After two years of deploying AI on the front lines of customer service, a problem emerged: the AI was working faster than humans could monitor and tweak it.
Last Thursday, the company formerly known as Intercom—now rebranded as Fin—held a launch event in San Francisco, unveiling a new product called Fin Operator. Its job isn't to answer customer calls or write tickets. Its sole purpose is to oversee another AI, named Fin, which handles customer service.
This marks the first time in the company's decade-long history of customer service software that it has turned 'AI managing AI' into a sellable product.
Frontline and Second-Line Duties Assigned to Different AIs
Fin's sales model over the past two years has been straightforward: let AI handle the front line, with tens of thousands of customer conversations per month processed directly by Fin, and companies pay based on 'resolution rate.' But every Fin customer had to maintain a team of 'AI ops' in the background—checking prompts when customers complained, updating knowledge bases when products changed, and pulling reports to find bugs when weekly numbers didn't add up.
The newly launched Operator packages these tasks into a single product.
It has two external roles:
- Data Analyst: Ask directly, 'How did the customer service team perform last week?' and it pulls up charts, trend reports, and resolution rates broken down by channel—things that previously required clicking through three layers of dashboards, now accessible with one sentence.
- Knowledge Base Manager: Feed it a three-page product update PDF, and it scans the entire document library to identify which articles are outdated, which need revision, and which are missing—then lists suggested changes in diff format for you to confirm.
Fin's customer service AI has been running for over two years across thousands of companies, each with a backend team doing this 'second-line AI ops.' Operator aims to eliminate that human overhead.
A Less Glamorous but Lucrative Track
In the software world, the idea of 'AI supervising AI' has been floated many times over the past two years, but few products have reached the market. Microsoft's AutoGen, Anthropic's multi-agent systems, and various agent-swarm papers have all discussed it—mostly remaining at the demo stage.
Fin's advantage lies in its existing customer base. Before rebranding to Fin, Intercom was already a leader in the space, with data from running customer service AI, configuration pipelines, and knowledge base structures already in place. Having one AI manage another is much easier when the materials are ready.
Fin's financial logic is also straightforward: currently, companies pay per resolved customer query. With Operator, they add a subscription layer, effectively selling back the 'configuration and maintenance manpower' for AI.

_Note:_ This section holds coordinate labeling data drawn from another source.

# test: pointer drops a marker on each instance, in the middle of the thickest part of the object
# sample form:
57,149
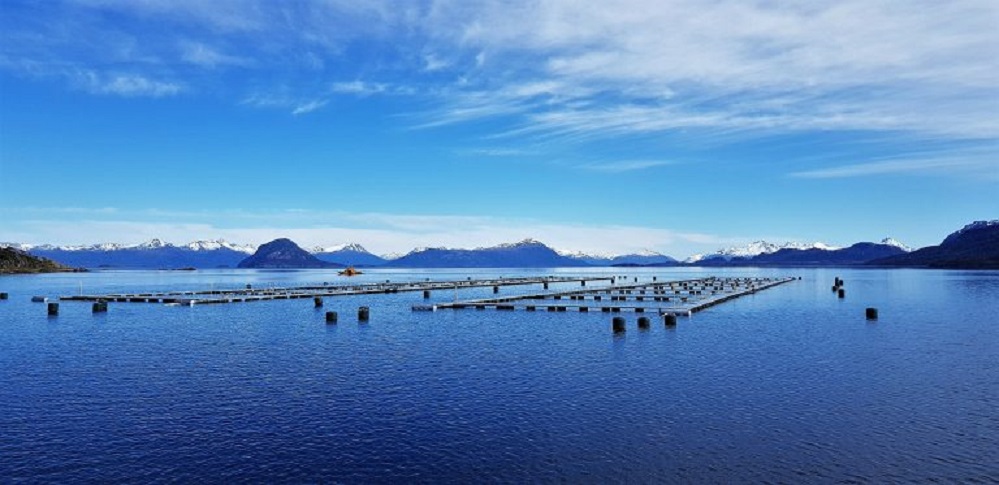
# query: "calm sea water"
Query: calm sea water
788,385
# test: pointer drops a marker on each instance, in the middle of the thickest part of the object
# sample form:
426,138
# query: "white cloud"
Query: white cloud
309,107
295,106
379,232
203,55
127,85
625,165
986,167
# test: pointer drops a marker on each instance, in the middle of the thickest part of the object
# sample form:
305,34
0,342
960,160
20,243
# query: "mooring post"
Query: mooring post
669,320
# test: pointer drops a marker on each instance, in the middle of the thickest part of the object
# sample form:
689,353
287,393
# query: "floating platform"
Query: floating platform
191,298
681,298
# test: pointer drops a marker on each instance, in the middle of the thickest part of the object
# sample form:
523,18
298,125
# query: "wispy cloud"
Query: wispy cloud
296,106
309,107
204,55
988,168
380,232
625,165
579,71
127,85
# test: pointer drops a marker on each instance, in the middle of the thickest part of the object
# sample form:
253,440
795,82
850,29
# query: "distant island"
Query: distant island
16,261
976,246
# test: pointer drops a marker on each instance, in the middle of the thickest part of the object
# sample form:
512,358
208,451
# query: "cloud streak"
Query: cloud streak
380,232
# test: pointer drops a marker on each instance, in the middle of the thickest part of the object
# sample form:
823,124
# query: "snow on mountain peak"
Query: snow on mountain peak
525,242
152,244
19,246
220,244
97,247
354,247
890,241
648,252
757,248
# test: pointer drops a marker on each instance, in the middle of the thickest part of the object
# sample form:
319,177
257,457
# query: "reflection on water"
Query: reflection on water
790,385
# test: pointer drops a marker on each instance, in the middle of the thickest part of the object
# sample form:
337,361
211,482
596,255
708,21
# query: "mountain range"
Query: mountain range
283,253
975,246
964,248
13,260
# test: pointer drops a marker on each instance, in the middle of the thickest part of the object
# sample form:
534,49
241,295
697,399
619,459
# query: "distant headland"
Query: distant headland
975,246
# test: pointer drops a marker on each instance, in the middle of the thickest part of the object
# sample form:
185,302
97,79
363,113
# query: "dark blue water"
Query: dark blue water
788,385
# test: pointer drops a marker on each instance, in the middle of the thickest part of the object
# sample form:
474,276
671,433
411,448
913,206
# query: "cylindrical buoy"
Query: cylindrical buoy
618,324
669,320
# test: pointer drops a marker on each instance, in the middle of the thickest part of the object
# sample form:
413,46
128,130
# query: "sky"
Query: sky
605,127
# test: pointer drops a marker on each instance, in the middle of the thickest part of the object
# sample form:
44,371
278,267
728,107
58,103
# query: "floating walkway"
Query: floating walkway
249,294
674,297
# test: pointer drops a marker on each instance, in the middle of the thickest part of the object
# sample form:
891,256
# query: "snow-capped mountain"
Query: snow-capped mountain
220,244
975,246
153,254
890,241
18,246
524,254
974,226
757,248
352,254
641,257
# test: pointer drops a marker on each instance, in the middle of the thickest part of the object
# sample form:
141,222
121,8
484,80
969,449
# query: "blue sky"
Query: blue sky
677,126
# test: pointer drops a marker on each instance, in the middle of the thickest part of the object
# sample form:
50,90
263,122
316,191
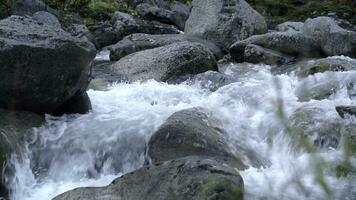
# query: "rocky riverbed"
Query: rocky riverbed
199,101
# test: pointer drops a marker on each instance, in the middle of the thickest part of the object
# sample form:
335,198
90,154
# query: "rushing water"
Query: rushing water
93,149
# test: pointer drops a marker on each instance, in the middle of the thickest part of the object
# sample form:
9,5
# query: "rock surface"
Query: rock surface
42,65
224,21
13,127
29,7
167,62
191,132
122,24
332,39
186,178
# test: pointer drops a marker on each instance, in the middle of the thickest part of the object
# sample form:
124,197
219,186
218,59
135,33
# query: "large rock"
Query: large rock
42,66
292,43
29,7
177,16
139,41
14,126
321,125
323,85
333,39
191,132
224,21
122,24
256,54
326,64
290,26
187,178
167,62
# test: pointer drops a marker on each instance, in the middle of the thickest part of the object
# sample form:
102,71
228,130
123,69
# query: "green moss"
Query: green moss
287,10
218,187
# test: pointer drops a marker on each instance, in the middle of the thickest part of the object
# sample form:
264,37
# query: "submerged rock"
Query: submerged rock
332,39
326,64
186,178
123,24
42,65
343,111
321,125
191,132
224,21
14,126
139,41
167,62
292,43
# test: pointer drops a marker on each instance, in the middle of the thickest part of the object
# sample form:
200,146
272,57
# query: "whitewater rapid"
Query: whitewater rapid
94,149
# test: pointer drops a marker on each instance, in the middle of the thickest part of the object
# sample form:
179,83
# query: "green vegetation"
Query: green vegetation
290,10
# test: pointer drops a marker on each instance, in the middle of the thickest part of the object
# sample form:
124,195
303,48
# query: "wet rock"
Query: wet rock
46,18
42,66
138,42
326,64
186,178
257,54
177,15
29,7
191,132
290,26
322,86
79,104
291,43
122,24
81,31
224,21
211,80
14,126
333,39
320,124
346,110
167,62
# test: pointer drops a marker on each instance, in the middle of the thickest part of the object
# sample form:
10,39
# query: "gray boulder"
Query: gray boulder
290,26
224,21
256,54
167,62
332,39
292,43
322,86
188,133
29,7
42,65
310,121
46,18
343,111
123,24
186,178
81,31
139,41
326,64
177,16
14,126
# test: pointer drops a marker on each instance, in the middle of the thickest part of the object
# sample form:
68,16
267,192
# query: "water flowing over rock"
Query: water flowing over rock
181,179
14,126
333,39
122,24
224,21
167,62
42,65
191,132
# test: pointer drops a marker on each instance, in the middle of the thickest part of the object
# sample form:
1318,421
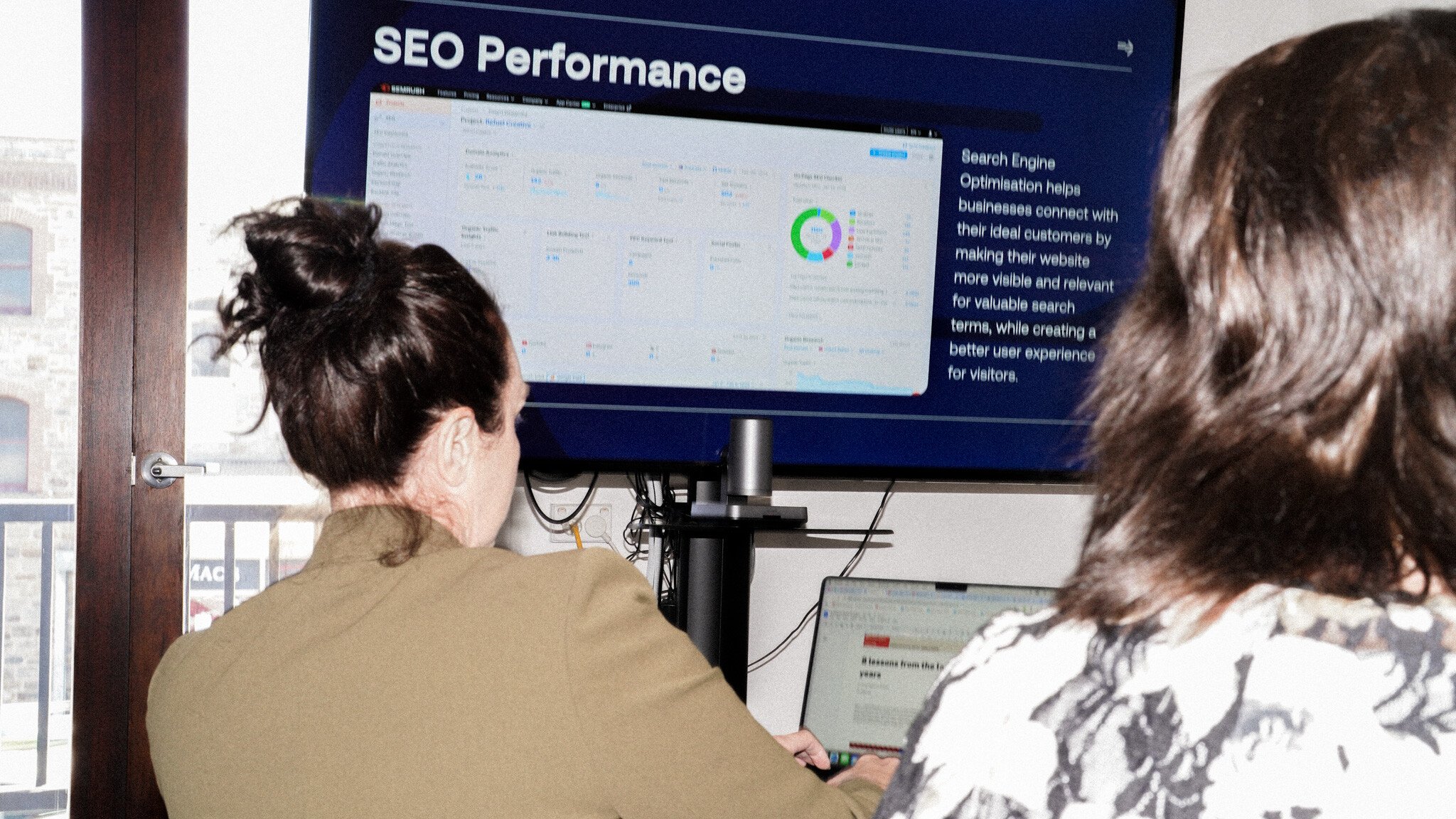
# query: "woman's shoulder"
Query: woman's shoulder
1040,712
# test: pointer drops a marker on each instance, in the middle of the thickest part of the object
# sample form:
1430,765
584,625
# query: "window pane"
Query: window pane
254,523
40,336
15,269
15,445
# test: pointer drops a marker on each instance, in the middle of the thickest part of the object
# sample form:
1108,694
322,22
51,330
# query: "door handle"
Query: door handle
161,470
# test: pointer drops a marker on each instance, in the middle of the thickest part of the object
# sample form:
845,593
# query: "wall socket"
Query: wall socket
594,523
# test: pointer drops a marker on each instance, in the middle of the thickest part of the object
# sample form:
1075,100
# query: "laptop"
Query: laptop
880,645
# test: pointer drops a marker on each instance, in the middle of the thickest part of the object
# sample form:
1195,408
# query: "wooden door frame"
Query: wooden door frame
133,353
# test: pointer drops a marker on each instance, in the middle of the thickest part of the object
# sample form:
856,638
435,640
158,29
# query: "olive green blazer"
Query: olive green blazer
465,682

Who Will Be Replaced First
Operator is now available in early access for Pro-tier users, with a general release expected this summer.
For enterprises, the first roles to be compressed aren't frontline customer service (which already saw cuts last year) but the backend AI ops teams. In short, the group responsible for 'writing rules, debugging, and reviewing reports for the AI customer service' will see its workload further reduced.
As for Fin's competitors—Salesforce's Agentforce has reached $800 million in ARR, and Sierra is valued at $15 billion—they are likely working on similar solutions, though none have officially launched yet.
The next question for this track isn't 'Can AI do customer service?'—that was settled last year. It's 'When AI makes a mistake, who fixes it?' Operator offers one answer: send in another AI.